FTC cracks down on AI impersonation scammers
The Federal Trade Commission is looking to extend its authority to target fraudsters impersonating individuals in scams. The proposed rule covers the misuse of generative artificial intelligence and other technologies.
On Thursday, the Federal Trade Commission finalized a new rule extending protections to government and business impersonations to help curb scams and put out a call for public input on a proposed rule that covers artificial intelligence-generated scams directed at individuals.
The agency’s actions follow growing complaints of generative machine learning software creating synthetic content that mimics individuals. These range from image and video deepfakes to artificial audio and voice cloning, among other forms of content.
The FTC is seeking feedback on how to assess liability to companies that provide tools to create and deploy this type of content.
“Fraudsters are using AI tools to impersonate individuals with eerie precision and at a much wider scale.

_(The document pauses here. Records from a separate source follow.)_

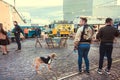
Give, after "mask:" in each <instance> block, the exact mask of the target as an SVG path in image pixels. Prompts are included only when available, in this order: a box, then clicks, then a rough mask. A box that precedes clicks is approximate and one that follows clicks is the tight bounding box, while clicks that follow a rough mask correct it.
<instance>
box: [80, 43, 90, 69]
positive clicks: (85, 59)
mask: <svg viewBox="0 0 120 80" xmlns="http://www.w3.org/2000/svg"><path fill="white" fill-rule="evenodd" d="M89 50H90V44H79V46H78V68H79V71H81V69H82V58H84V60H85V65H86V71H89V59H88V52H89Z"/></svg>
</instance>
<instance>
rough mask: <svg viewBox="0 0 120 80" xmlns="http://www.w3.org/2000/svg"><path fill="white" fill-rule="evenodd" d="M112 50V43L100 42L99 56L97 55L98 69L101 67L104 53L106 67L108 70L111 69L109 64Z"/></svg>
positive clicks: (100, 68) (103, 56)
mask: <svg viewBox="0 0 120 80" xmlns="http://www.w3.org/2000/svg"><path fill="white" fill-rule="evenodd" d="M112 50H113V43H103V42H102V43H101V44H100V48H99V51H100V57H99V69H102V67H103V59H104V56H105V55H106V57H107V61H108V65H107V69H108V70H110V69H111V65H112V58H111V56H112Z"/></svg>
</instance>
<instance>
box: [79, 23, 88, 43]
mask: <svg viewBox="0 0 120 80" xmlns="http://www.w3.org/2000/svg"><path fill="white" fill-rule="evenodd" d="M87 27H88V26H87V25H84V27H83V31H82V34H81V39H80V41H82V40H83V39H84V38H83V35H84V34H85V28H87Z"/></svg>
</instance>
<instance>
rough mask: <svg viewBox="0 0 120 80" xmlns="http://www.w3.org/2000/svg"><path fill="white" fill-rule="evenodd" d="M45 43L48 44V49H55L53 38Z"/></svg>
mask: <svg viewBox="0 0 120 80" xmlns="http://www.w3.org/2000/svg"><path fill="white" fill-rule="evenodd" d="M45 41H46V43H47V45H48V48H54V44H53V41H52V38H46V39H45Z"/></svg>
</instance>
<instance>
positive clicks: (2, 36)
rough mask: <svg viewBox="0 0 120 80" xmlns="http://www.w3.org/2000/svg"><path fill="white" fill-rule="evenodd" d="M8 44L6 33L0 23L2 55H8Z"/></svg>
mask: <svg viewBox="0 0 120 80" xmlns="http://www.w3.org/2000/svg"><path fill="white" fill-rule="evenodd" d="M8 44H10V42H9V39H8V37H7V32H6V31H4V29H3V24H2V23H0V45H1V50H2V53H3V55H6V54H8V49H7V45H8Z"/></svg>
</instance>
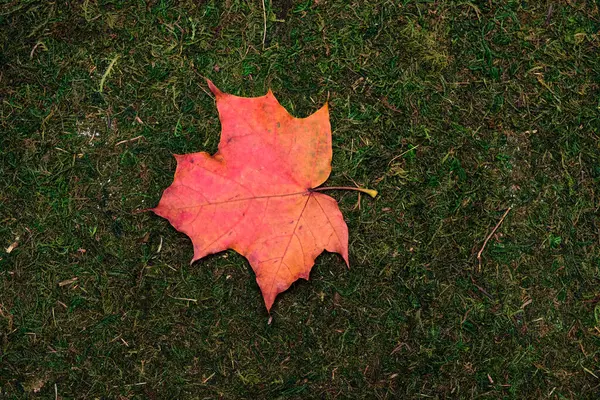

With voice cloning and other AI-driven scams on the rise, protecting Americans from impersonator fraud is more critical than ever,” said FTC Chair Lina Khan. “Our proposed expansions to the final impersonation rule would do just that, strengthening the FTC’s toolkit to address AI-enabled scams impersonating individuals.”
Under a rule slated to take effect in the coming weeks, the FTC bans the impersonation of businesses and government entities. According to an FTC blog post published on Thursday, the rule "outlaws some of fraudsters’ favorite means of impersonation," including the use of government seals, business logos, email address spoofing and more.
At the same time, the FTC wants to expand its authority to encompass content made by AI and machine learning software.
Notably, this additional rule doesn't just apply to the scammers themself; it also targets actors that provide the “means and instrumentalities” to commit an impersonation scam. In public comments, some tech trade associations were leery of imposing third-party liability without more clarity, but there was widespread support among commentators for some authority to go after suppliers of tech tools used to generate scam content.
The commission voted to impose liability on “those who provide goods or services with knowledge or reason to know that those goods or services will be used in impersonations of the kind that are themselves unlawful under the Rule.”
“Given the proliferation of AI-enabled fraud, this additional protection seems especially critical,” FTC officials wrote in a statement. “Ensuring that the upstream actors best positioned to halt unlawful use of their tools are not shielded from liability will help align responsibility with capability and control.”